In previous blog posts, in particular in Entering the “Golden Age of Graph Innovation”, I have talked about the (potential) power of our (online) social graph in various situations. In a lot of my examples, the companies mentioned have simply taken a real-world situation and made it available online, often leveraging the power of Facebook’s social graph API. The result is often-times much more powerful than the real-world basis, mainly due to the instantaneous speed of information transmission and transparency of information.

Clive Thompson from Wired recently wrote a great post on peer-to-peer renting. Peer-to-peer renting is a particularly good example of how accessible online social graph data creates a much better experience than could have ever been achieved in the real-world world. As Clive notes, “peer renting and sharing is, of course, an old idea. But it never took off before, for logistical reasons: It was too hard to connect millions of renters to owners“. The web provides the platform and modern peer-renting services, such as Zilok, are basically like modern-day Ebays, electronic marketplaces, with location- and/or social graph awareness. Other examples of peer rentals sites that quickly come to mind are AirBnB (apartment/house rentals), SharedEarth (gardeners and landowners), or Boston-based SwapTree (to swap DVDs, books).

While certainly nice for consumers – imagine not to have to buy a $300 power tool for a single use, or, on the other side, making a few extra bucks renting out your lawn mower every other weekend to your neighbors – the question arises:

Will peer renting services ruin producers?

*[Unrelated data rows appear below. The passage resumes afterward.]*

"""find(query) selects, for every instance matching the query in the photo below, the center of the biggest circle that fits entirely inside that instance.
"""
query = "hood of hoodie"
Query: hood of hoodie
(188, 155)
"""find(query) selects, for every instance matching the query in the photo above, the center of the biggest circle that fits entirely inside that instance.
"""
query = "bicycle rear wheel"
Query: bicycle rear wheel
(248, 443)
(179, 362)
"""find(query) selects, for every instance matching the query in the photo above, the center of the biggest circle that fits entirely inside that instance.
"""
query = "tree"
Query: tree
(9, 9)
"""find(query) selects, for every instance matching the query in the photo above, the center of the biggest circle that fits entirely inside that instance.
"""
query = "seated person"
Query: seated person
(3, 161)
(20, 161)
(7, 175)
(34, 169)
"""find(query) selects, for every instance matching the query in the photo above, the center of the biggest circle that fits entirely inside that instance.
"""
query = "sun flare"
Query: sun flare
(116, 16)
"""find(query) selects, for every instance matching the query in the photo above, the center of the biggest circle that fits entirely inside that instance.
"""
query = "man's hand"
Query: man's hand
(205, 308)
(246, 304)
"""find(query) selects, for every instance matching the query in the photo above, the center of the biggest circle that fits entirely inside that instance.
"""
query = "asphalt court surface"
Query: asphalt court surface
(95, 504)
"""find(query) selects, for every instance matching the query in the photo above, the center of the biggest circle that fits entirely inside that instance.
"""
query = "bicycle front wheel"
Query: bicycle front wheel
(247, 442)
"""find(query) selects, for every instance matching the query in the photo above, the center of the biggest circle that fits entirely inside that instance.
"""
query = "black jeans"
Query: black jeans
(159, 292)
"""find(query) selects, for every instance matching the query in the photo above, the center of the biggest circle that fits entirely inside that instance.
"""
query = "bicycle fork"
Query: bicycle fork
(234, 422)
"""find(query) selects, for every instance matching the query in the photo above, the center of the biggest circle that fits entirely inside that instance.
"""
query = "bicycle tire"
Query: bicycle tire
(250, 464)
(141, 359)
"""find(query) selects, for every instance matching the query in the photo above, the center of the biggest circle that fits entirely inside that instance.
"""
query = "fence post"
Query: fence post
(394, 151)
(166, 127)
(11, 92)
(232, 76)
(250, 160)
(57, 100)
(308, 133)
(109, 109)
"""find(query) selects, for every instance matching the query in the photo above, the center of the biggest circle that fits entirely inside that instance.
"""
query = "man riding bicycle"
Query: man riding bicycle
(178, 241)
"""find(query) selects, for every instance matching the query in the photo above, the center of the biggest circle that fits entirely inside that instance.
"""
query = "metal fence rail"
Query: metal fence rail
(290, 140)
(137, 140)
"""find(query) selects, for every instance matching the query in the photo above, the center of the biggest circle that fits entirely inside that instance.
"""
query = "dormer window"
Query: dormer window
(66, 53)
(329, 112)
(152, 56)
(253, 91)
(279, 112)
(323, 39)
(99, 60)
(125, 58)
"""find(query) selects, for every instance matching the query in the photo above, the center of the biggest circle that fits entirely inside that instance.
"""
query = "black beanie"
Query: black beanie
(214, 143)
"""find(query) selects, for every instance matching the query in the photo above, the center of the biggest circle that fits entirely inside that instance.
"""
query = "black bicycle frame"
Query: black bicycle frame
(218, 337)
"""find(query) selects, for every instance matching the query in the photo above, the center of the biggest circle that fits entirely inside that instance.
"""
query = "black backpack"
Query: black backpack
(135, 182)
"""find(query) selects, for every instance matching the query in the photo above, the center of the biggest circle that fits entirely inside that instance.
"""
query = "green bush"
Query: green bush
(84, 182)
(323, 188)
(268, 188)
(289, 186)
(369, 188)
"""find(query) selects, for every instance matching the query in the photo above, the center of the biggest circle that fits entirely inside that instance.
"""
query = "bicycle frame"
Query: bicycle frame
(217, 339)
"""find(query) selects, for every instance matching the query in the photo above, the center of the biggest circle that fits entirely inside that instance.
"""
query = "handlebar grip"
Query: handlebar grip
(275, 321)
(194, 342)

We can probably find an answer by looking at a situation which provoked a similar question in the past: libraries. When libraries where once becoming popular, people asked whether the renting/sharing of books enabled through libraries would ruin book publishers. Hal R. Varian analyzes and derives a framework for this in his paper Buying, Sharing and Renting Information Goods. Without going into too much technical detail, Varian basically provides three ways in which markets for sharing can lead to higher profits (for producers):

  1. When the transaction costs  of sharing are lower than the marginal cost of production
  2. When the user only wants to use the item once i.e. the “utility of ownership is not much larger than the net utility of sharing”
  3. When there are heterogeneous tastes i.e. there are parts of the market that would otherwise be un-/under-served

For the peer-to-peer renting markets described above, the first point is typically full-filled. The internet has significantly decreased the transactions costs, making even the sharing of low-value items worthwhile. The second point is also full-filled in most situations; also, as sharing for certain goods becomes easier and cheaper, the utility of ownership for these goods will also relatively decrease as a result. The third point is not always given, but one could definitely think of scenarios where it applies as well, such as certain types of gardening equipment which certain groups of consumers would never consider to buy but happily rent for a low rental fee. While the total number of users for a certain good increases, total consumers’ willingness to pay is expected to increase due to the ability to generate rental income. Whether producers will simply be able to increase sales volumes or whether there will be price increases for certain goods, will depend on the peculiarities of each market.

In conclusion, online peer-to-peer rentals can be very valuable to consumers and in most cases do not reduce producer profits.